Diaz was among hundreds of nursing home workers throughout the state and country who picketed outside their place of work Wednesday afternoon to demand raises, better benefits and more protections for residents during a national Day of Action to launch a country-wide campaign to demand industry change.
The pandemic highlighted the gaps in care that nursing homes have been struggling with for years, said officials with the New England Health Care Employees Union, District 1199, SEIU and the parent SEIU union which encompasses organizations throughout the country and in Puerto Rico.
“The status quo in our nursing homes is not working — not for workers, residents, or for families,” said SEIU President Mary Kay Henry in a statement. “As the nation looks to move past COVID-19, nursing home workers and residents are facing a system on the brink of collapse.”
Black and brown women make up the majority of nursing home staff who have kept caring for residents even as the industry is struggling, Henry said. “That’s why workers are taking action now across the country to demand nursing home workers be respected, protected and paid living wages,” Henry added.
The New England Health Care Employees Union was able to negotiate raises, cheaper health care premiums and pension benefits for employees of about 60 nursing homes throughout Connecticut with the help of state funding, said union spokesman Pedro Zayas.
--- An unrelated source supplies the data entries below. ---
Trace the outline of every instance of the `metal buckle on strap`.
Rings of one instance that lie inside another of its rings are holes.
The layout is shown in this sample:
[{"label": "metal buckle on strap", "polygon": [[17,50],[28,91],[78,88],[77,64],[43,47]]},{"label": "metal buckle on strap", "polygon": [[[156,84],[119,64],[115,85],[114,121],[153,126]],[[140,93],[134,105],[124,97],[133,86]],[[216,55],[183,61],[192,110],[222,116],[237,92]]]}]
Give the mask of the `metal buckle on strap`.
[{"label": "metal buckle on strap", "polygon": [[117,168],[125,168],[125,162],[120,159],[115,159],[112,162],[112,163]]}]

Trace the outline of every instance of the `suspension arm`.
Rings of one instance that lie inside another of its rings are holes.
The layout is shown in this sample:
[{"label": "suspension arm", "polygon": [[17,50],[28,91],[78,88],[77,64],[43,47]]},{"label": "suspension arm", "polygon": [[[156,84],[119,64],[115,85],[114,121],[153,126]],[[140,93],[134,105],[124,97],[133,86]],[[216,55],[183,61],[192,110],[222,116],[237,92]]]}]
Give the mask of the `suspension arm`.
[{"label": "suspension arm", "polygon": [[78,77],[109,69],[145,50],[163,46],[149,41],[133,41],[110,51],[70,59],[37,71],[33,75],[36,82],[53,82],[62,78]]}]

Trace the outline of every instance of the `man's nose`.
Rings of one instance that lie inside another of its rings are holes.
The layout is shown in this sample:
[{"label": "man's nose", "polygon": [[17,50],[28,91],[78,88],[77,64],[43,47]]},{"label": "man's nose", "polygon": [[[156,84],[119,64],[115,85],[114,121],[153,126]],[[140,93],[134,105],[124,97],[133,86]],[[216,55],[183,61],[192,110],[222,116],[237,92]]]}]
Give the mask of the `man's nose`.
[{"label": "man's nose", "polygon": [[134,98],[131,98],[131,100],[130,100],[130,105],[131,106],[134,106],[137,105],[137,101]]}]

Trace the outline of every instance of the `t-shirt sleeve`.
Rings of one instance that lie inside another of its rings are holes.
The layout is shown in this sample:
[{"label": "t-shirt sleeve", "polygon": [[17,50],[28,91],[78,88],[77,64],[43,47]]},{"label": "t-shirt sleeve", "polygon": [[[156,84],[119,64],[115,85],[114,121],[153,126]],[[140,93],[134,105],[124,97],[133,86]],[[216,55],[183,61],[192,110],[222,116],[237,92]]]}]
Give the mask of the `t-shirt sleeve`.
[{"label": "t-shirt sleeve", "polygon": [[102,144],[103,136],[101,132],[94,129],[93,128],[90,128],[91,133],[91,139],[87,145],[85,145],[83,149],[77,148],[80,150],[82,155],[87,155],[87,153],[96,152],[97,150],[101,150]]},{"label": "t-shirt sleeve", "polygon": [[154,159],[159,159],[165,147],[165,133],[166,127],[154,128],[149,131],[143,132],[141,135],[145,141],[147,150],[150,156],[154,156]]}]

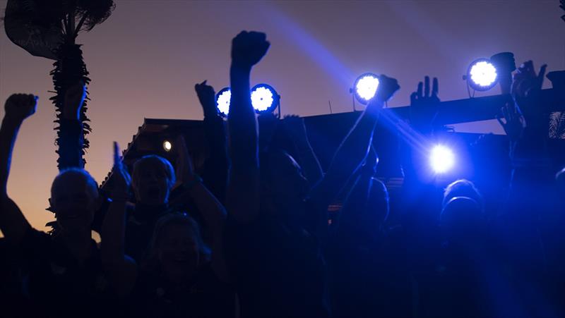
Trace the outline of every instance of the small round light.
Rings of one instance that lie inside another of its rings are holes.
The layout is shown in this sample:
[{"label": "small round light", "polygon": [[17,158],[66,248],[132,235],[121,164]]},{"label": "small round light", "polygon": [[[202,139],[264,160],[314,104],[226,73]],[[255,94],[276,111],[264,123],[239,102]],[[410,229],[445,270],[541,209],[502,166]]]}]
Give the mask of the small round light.
[{"label": "small round light", "polygon": [[475,60],[467,71],[467,81],[475,90],[490,90],[498,82],[496,68],[487,59]]},{"label": "small round light", "polygon": [[216,94],[216,107],[222,116],[230,113],[230,102],[232,99],[232,91],[230,87],[222,89]]},{"label": "small round light", "polygon": [[165,140],[163,142],[163,149],[166,152],[170,152],[172,149],[172,144],[169,140]]},{"label": "small round light", "polygon": [[366,73],[358,77],[353,84],[353,92],[359,103],[367,104],[374,97],[379,87],[379,76]]},{"label": "small round light", "polygon": [[455,155],[447,147],[436,145],[429,155],[429,164],[436,173],[444,173],[453,167]]},{"label": "small round light", "polygon": [[272,86],[258,84],[251,89],[251,105],[258,114],[270,113],[278,106],[279,95]]}]

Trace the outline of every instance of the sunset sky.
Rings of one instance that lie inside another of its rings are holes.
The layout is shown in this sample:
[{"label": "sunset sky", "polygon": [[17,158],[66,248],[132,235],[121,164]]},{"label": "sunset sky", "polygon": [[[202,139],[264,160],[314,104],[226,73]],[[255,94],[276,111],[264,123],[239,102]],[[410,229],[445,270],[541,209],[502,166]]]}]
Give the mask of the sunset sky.
[{"label": "sunset sky", "polygon": [[[333,112],[350,111],[349,87],[365,72],[398,79],[390,104],[406,106],[425,75],[439,78],[442,100],[466,98],[469,63],[501,51],[547,63],[548,72],[565,70],[558,0],[114,1],[112,16],[78,39],[92,79],[86,169],[99,182],[112,164],[112,142],[127,145],[143,118],[202,118],[194,85],[227,86],[231,39],[242,30],[267,34],[270,49],[251,84],[275,87],[283,114],[327,114],[328,101]],[[0,0],[2,16],[6,4]],[[52,64],[0,32],[0,101],[14,92],[40,97],[20,132],[8,188],[40,229],[52,219],[44,209],[57,173]],[[492,122],[457,130],[501,133]]]}]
But the three Apple Rehab nursing homes in West Haven, Rocky Hill and Uncasville, that are represented by the union haven’t sought state funding, Zayas said. That means health care and pension benefits for workers at those homes weren’t enacted in the same way as other homes that sought and obtained state funding, Zayas said.
“We are very happy that Connecticut made some significant steps to improve these jobs,” Zayas said. “But it’s unfortunate that we still have operators who refuse to do the right thing for these workers.”
Executives at the Apple Rehab corporate offices did not return phone calls and emails Wednesday.
Diaz and Stephanie Booth, a license practical nurse at Apple Rehab in Uncasville, face challenges every day due to a lack of staff at their facilities, both women said. “We’re doing the work of five people,” Booth said.
“We’re looking for increased wages because we have a severe staffing crisis,” Booth said. “We can’t get anyone in the door because of the pay.”
On some days, there are no aides, Booth said. On others, there are a few but not enough to manage 80 residents, she said. “We have people who start and leave in the middle of the first day because of the workload,” Booth said. “We also have people who don’t come back after the first day. We need to be competitive with other facilities.”
The pandemic has led to staffing shortages that are impacting the care of residents, Diaz said. Her facility lost a lot of residents to COVID-19, “which was heartbreaking,” she said.
But following months of working through the pandemic, staffing is so critically low that there are evenings when only two or sometimes one employee is working to care for 50 residents, Diaz said. “I didn’t get into this business to see this kind of thing,” she said. “I became an aide to help these people.”